第38話

 氷川さん視点


 「私は、昔からオタク趣味でアニメやゲームが大好きだった。」


「私それ、知らなかったよ。」


「隠してたからね。」


「それで、どうして男嫌いに」


 「中学の頃、コスプレにハマってて前にイベントに参加したことがあったの。けど、それが運悪くクラスメイトの男子に見つかって」


 「まさか、」


「そう、クラスにばら撒かれた。それから、クラスでそのことで虐められてね。それが今でもトラウマになっててね。もう既にトラウマになってた上に、その後は、奴隷になって」


「・・・その後は知ってるからいいや」


「・・・わかった。」


「ねぇまう」

 まきは私を優しく抱きしめる。


「何?」


「辛い過去は消えないけど、コスプレしてた時のまうはすごく楽しそうだった」


「うん、やっぱりどんなトラウマがあってもコスプレは好き」


 「あの時、男の人・・・ご主人様がいても楽しかったよね」


「うん」


「これからは、少しずつ私達との思い出を増やしていこうよ」


「そうだね。」


「うん、きっとそうだよ。」


 私はまだご主人様を信頼することは出来ないけど、いつか、もう少しは男の人に心が許せる時が来ると良いな。

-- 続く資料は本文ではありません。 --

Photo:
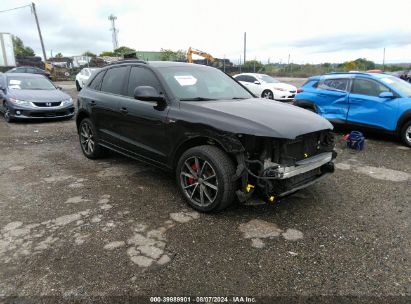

  「それにしても、酷いよね。そのばら撒いた男子達。」

 

  まきは私の話を聞いて怒ってくれている。今の一言だけでも、辛かった過去が癒やされる気がする。


「いつかさぁ」


「うん?」


「仕返ししようね。」


「えっ?」


「私も、仕返ししたい奴がいるから」


「そうなの?」


「うん、私は絶対復讐する」


「まきもそんなふうに思う人が居るんだ。」


「そうだよ、私は復讐同盟だよ。」


「・・・いいね。」


そして、私達は二人が起きない声で笑った。


「それにしても、まう」


「どうしたの?まき?」


「本当は、ご主人様はもう少し私達に復讐を考えるべきだよね」


「私は、そんなことされたら、こんな電撃に耐えて意地でも妨害するけどね」


「まうらしい」

 過去の電撃の際にトラウマを負った氷川からそんな返答が来ることがまきは嬉しかった。